Just a week after a free music festival attracted more than 8,000 visitors to the end of the structure, bosses at Southend Council have revealed a packed and varied schedule for the pier’s new £3million cultural centre.
Everything from art exhibitions to scary films are due to grace the end of the 1.3 mile-long landmark over the coming months.
Chiefs believe the momentum created by the initial public enthusiasm for the new centre will morph into a regular demand for fresh events.
Scott Dolling, the council’s group manager of enterprise and tourism, said: “We’ve obviously put a lot of effort into ensuring there was plenty of stuff on at the centre over its first few months, but I think after that we will see more and more people coming to us with their own ideas for what they want to organise. We’re entirely open to suggestions.
“As long as it is legal and licensable, we’re willing to consider it.”
The cultural centre, which has taken more than two years to arrive since the idea for it was first publicised, was officially opened to the public last month.
The 350 sqm building, which has a cafe and toilets as well as a performance space, became the first structure to be added to the pierhead since 2000.
It also ended a seven-year wait for a new attraction after a 2005 fire destroyed its pub, shell shop and ice-cream stall.
Visitor numbers to the pier have suffered in recent years as a result, but council chiefs are now confident it will become a new symbol for the town – and not just a seasonal one.
“Previously, the pier has been a very summer-orientated attraction,” Mr Dolling said. “But because the new cultural centre is weather-proof, we can now keep events running throughout the year.”
THE new cultural centre got off to roaring start with the inaugural Wave Comedy Festival.

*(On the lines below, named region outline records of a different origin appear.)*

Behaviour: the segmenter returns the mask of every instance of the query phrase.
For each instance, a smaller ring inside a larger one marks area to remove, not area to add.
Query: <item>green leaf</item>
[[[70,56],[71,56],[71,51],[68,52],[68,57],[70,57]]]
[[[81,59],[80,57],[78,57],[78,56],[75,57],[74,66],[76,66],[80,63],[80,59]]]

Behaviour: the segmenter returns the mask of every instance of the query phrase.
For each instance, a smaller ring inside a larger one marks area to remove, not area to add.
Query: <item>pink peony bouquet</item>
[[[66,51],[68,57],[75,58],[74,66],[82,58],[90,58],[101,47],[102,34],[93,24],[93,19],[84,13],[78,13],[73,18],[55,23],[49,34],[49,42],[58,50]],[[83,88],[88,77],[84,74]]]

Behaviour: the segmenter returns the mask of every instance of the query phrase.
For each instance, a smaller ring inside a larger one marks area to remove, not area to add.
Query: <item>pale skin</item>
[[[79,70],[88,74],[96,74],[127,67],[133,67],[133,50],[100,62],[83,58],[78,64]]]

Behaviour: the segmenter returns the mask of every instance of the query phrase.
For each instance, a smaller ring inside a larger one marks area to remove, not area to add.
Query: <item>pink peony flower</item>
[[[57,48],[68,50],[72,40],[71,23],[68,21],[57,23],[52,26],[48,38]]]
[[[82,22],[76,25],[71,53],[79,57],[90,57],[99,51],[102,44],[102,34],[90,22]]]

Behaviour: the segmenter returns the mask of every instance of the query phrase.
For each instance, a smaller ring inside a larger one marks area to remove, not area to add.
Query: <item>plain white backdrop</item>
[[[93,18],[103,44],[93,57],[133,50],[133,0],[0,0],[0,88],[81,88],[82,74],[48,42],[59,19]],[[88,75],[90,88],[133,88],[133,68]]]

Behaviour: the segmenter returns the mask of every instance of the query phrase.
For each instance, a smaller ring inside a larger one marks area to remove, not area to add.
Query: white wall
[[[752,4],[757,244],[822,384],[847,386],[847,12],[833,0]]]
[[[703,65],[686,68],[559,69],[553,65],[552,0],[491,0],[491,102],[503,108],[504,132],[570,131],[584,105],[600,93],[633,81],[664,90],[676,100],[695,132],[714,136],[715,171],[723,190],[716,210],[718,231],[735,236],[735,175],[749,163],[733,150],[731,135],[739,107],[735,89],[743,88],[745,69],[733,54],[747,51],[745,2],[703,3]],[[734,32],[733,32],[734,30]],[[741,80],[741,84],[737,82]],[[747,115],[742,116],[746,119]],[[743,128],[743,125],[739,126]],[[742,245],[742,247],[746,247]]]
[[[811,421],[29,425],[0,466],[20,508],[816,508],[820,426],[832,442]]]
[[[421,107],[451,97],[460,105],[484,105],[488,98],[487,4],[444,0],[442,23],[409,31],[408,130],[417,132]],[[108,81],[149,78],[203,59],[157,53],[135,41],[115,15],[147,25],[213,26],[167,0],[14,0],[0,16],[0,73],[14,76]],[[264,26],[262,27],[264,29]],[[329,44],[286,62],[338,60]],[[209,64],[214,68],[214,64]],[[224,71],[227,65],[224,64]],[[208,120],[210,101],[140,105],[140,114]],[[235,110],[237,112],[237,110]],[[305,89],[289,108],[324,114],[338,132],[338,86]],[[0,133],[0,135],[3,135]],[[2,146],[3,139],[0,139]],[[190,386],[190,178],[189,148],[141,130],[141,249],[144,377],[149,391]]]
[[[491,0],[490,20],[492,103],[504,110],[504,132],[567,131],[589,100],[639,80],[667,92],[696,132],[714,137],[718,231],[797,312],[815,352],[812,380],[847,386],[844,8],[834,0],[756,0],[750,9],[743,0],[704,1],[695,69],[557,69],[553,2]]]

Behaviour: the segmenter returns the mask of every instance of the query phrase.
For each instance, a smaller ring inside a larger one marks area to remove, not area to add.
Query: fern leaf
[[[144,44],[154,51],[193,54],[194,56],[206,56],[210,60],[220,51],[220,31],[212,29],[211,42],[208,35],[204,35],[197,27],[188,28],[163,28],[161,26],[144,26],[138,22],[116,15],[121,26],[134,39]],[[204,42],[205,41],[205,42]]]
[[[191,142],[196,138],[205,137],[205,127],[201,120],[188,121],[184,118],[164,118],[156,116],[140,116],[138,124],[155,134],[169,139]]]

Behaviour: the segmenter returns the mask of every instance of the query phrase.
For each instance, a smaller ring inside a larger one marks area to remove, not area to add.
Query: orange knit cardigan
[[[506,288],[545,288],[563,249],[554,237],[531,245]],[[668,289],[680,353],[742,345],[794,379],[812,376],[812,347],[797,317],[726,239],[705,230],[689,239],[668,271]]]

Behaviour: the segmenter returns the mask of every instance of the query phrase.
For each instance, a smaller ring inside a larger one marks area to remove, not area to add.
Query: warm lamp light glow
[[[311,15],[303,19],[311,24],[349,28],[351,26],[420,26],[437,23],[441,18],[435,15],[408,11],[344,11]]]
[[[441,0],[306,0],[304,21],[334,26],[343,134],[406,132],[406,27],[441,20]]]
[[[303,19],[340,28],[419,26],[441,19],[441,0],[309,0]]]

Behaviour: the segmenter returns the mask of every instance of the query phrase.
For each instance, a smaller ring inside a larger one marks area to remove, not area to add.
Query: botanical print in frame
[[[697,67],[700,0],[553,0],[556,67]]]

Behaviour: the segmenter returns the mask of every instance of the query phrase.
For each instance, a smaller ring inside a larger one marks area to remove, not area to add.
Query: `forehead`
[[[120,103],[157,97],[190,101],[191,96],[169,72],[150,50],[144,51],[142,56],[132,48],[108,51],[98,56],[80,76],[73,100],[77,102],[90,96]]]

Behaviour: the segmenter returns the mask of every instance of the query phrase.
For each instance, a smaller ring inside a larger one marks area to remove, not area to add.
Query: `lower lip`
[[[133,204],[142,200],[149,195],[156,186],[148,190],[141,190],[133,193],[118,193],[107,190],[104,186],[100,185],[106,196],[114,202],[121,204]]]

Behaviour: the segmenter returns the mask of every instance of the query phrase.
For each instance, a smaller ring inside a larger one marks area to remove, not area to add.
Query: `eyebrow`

Hundreds of people travelled to the pierhead to watch stand-up comics or take part in workshops over four days last month.
Its success was followed by a jazz concert at the end of July, with local performers, trumpeter Digby Fairweather and singer Tina May.
Then, on August 11 and 12, music fans flocked to a two-day celebration of Southend’s best bands, including the Jim Jones Revue, Lucky Strikes and Cusack.
Fiona Siggins, who helped to organise the festival, said: “We worked closely with the pier team and Southend Council to host a truly unique event on our stunning, iconic landmark.”